Kedua, hal yang disebutkan dalam Nash. Perkembangan ijtihad yang dilakukan terhadap hal yang disebutkan dalam Nash semakin meningkat dan banyak ketentuan-ketentuan hukum nash yang dipikirkan jiwa yang melatarbelakanginya (‘illat hukum atau kausa hukum). ‘Illat adalah hal yang oleh syari’ (pembuat aturan) dijadikan tempat bersandar, tempat bergantung atau petunjuk adanya ketentuan hukum. ‘Illat pada pokoknya terbagi menjadi tiga macam atas dasar sumber-sumber pangambilannya, yaitu: berdasarkan dalil naqli (terdiri dari tiga macam: sharih, ima’ dan petunjuk sebab), dengan ijma dan istinbath (pemahaman kepada nash).

Filsafat Hukum Islam yang bersumberkan pada Al-Qur’an dan Sunnah Rasul dengan ruang lingkup baik hal-hal yang tidak disebutkan maupun yang disebutkan dalam nash, pada dasarnya tidaklah mudah untuk dilakukan karena memerlukan pemahaman atas ayat-ayat Al-Qur’an maupun Sunnah Rasul, kualitas filosufnya yang tinggi, dan metode yang digunakan.

Perkembangan filsafat dalam hukum Islam tentunya tidak hanya terhenti pada para penafsir yang hidup di zaman dahulu, atau dianggap bahwa nash sudah cukup ditafsirkan pada saat itu saja, sehingga segala persoalan yang muncul pada saat ini maupun masa mendatang dapat atau akan dapat diselesaikan dengan produk-produk pemikiran manusia pada masa lampau.

Telah jelas diketahui dan disadari bahwa manusia dan masyarakat pasti berubah dan secara kontekstual memang setiap manusia atau masyarakat pasti mempunyai perbedaan. Dengan demikian tidak akan dapat berlaku hukum Islam yang sama di semua tempat, waktu dan keadaan. Untuk itu dibutuhkan hukum-hukum yang sesuai dengan konteks masyarakat yang ada agar persoalan-persoalan di dalamnya dapat diselesaikan.
Penyelesaian suatu persoalan dalam masyarakat, yang sesuai dengan konteks masyarakat itu, tidak boleh terlepas dari ketentuan hukum Allah sebagaimana tercantum dalam Al Qur’an, karena Al-Qur’an bukan hanya sekedar cerita dari manusia ke manusia lain. Al Qur’an adalah petunjuk bagi manusia (hudan lil an-naas). Al Qur’an dituntut untuk dapat digunakan kapan saja, di mana saja dan dalam keadaan bagaimana saja. Tantangannya tentu saja adalah metode apa yang cocok untuk menafsirkan Al-Qur’an sehingga dapat digunakan untuk memecahkan berbagai persoalan di mana saja, kapan saja dan bagaimana saja, sesuai dengan keinginan pembuatnya (Allah SWT), sehingga kita tidak berlaku sebagai Tuhan.

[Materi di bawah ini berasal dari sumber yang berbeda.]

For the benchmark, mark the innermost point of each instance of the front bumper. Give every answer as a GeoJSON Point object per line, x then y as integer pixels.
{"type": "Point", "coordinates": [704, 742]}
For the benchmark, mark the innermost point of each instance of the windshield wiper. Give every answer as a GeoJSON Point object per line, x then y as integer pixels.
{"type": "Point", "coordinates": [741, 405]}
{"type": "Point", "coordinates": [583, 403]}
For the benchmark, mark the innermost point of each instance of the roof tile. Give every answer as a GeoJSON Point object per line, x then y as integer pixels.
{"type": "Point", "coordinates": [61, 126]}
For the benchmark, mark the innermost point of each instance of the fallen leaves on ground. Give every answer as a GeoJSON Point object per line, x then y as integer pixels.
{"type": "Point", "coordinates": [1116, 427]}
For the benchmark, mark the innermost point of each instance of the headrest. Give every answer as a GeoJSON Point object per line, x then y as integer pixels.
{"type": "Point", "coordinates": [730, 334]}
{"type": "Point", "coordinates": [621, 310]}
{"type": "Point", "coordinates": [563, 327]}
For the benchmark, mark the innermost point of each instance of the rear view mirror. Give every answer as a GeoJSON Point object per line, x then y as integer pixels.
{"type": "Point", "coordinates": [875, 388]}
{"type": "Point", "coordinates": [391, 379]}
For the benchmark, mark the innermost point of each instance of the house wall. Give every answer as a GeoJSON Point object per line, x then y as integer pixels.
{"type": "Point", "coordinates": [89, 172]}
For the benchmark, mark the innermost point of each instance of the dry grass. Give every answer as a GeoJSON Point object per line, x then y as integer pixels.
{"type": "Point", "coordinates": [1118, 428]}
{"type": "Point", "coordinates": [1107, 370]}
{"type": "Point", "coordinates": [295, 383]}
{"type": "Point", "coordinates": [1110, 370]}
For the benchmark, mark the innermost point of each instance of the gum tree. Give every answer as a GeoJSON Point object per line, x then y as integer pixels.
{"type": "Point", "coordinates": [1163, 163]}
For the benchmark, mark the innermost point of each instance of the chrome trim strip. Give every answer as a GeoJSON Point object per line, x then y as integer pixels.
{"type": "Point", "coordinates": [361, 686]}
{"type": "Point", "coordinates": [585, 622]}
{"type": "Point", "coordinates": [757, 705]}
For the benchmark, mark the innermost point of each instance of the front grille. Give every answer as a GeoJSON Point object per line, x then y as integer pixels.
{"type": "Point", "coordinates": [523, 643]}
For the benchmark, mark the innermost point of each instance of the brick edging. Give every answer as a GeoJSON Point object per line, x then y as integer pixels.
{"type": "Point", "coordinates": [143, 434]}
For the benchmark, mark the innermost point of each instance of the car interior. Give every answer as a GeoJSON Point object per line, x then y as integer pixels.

Manusia “hanya”lah khalifah Allah (QS.2:30) sehingga dia harus mempunyai kemampuan untuk menerjemahkan perintah atau keinginan Allah di bumi, dan agar fungsi kekhalifahan ini berjalan sesuai dengan yang dikehendaki, Allah telah memberi rambu-rambu petunjuk. Rambu-rambu petunjuk tersebut adalah “kalimat” yang disebut Nurcholis Madjid (almarhum) adalah agama.

Konteks legislasi Al-Qur’an, kebanyakan Ulama beranggapan bahwa arti literal itu sendiri ditujukan sebagai pembimbing sekaligus penjaga manusia. Petunjuk melalui agama tersebut pada dasarnya untuk menjaga hak-hak manusia yang paling asasi (dlarury). Hanya dengan menjaga hak-hak dasar inilah fungsi kekhalifahan manusia akan terjaga. Misalnya hukuman mati untuk menjaga hak hidup, potong tangan untuk menjaga hak kepemilikan dan sebagainya.

Kontroversi yang muncul adalah pada perumusan “perantara” yang menghantarkan tujuan penciptaan manusia. Bagi para ulama literalis “perantara” itu sudah ditetapkan secara baku dalam Al-Qur’an dan Sunnah Rasul, karena tidak ada hak bagi manusia untuk mengubah ketentuan “perantara” yang tertulis secara pasti dan jelas (sarih dan qath’iy). Ulama lain yang lebih menitikberatkan pada pencapaian “tujuan”, sehingga “perantara” boleh berubah asalkan tujuan tercapai.